Renforcement du lien social, accès plus direct aux informations, partage de compétences. On prête aux réseaux sociaux d’entreprise de nombreuses qualités. Les entreprises françaises s’y mettent progressivement, alors que le marché regorge de solutions.

 

Jive, Yammer, blueKiwi, Work.com, Point et bientôt LinkedIn… Les réseaux sociaux d’entreprise (RSE) sont nombreux sur le marché. Il faut dire que la marge de progression des entreprises françaises est importante en la matière. A l'été 2012, une étude de Serdalab dévoilait que 23 % des organisations interrogées s'étaient dotées d’un RSE et que 72 % d’entre elles venaient de le faire durant l’année. L’intérêt pour le collaboratif est donc bien là, à la grande satisfaction des éditeurs. La Société Générale a effectué ses premières expérimentations il y a trois ans, avec le lancement de sa plateforme Confluence dédiée à l’animation de la filière RH. « L’idée était de créer des communauté d’expertise pour faciliter les bonnes pratiques, développer l’appartenance à la filière RH et lui donner un esprit de corps », explique Franck La Pinta, responsable marketing et web RH 2.0. Aujourd’hui, la banque réfléchit à l’implantation d’une plateforme plus globale accessible à l’ensemble des collaborateurs, « pour faciliter le partage et l'échange avec des personnes travaillant à distance.

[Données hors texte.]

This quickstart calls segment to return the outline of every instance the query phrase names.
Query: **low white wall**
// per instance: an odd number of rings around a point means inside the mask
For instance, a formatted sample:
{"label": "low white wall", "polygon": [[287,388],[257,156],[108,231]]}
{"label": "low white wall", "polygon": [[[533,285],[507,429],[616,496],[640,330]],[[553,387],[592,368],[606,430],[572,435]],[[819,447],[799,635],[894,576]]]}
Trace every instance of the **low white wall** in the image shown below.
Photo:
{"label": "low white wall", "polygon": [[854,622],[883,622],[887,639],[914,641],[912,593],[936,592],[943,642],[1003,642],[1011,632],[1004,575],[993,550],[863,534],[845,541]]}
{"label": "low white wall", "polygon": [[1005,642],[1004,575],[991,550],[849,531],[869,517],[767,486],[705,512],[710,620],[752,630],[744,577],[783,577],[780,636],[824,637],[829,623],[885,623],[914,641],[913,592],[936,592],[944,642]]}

Étant donné notre présence dans 80 pays, nous sommes amenés à travailler de plus en plus sur des projets avec une dimension de groupe », poursuit-il.

 

Des gains de performance reconnus

Adaptés aux grandes entreprises à dimension internationale, les réseaux sociaux internes servent aussi les petites structures. Ainsi, le cabinet de recrutement Altaïde travaille-t-il depuis six ans avec blueKiwi. « Pour nous, c’est un intranet qui nous permet des gains de performance. Il nous sert à centraliser des documents, gérer des candidatures, créer des ateliers avec des droits spécifiques pour nos clients », signale Jacques Froissant, fondateur du cabinet. Néanmoins, « les RSE sont plus concentrés sur les gens que sur les documents », a pu observer Anthony Poncier, social business directeur chez Publicis Consultants Net Intelligenz et auteur du livre « Les réseaux sociaux d’entreprise ». Les avantages des RSE sont multiples : accéder plus facilement aux informations et aux experts, diminuer le sentiment d’isolement (notamment des managers), mettre à jour et reconnaître les compétences spécifiques de certains collaborateurs. Mais pour que tout ceci se vérifie, les entreprises doivent aussi intégrer la notion de collaboratif dans leurs process.

 

Du généraliste à l’ultra-spécifique

L’intégration d’un RSE ne se fait pas du jour au lendemain et demande toujours un temps de réflexion. Quant au choix des outils, il dépendra essentiellement des orientations prises par l’entreprise. Quelles méthodes de travail ? Quel degré de sécurité dans le partage des documents ? Quelles communautés d’experts ? En ce sens, « il n’existe pas de solutions meilleures que d’autres. IBM et Microsoft communiqueront sur le fait qu’ils disposent déjà d’un écosystème cohérent auquel ils rajoutent une brique supplémentaire. Mais une multitude de petits éditeurs se spécialisent aussi sur des niches comme la gestion des connaissances. » A l’entreprise de trouver la solution la plus adaptée à ses besoins.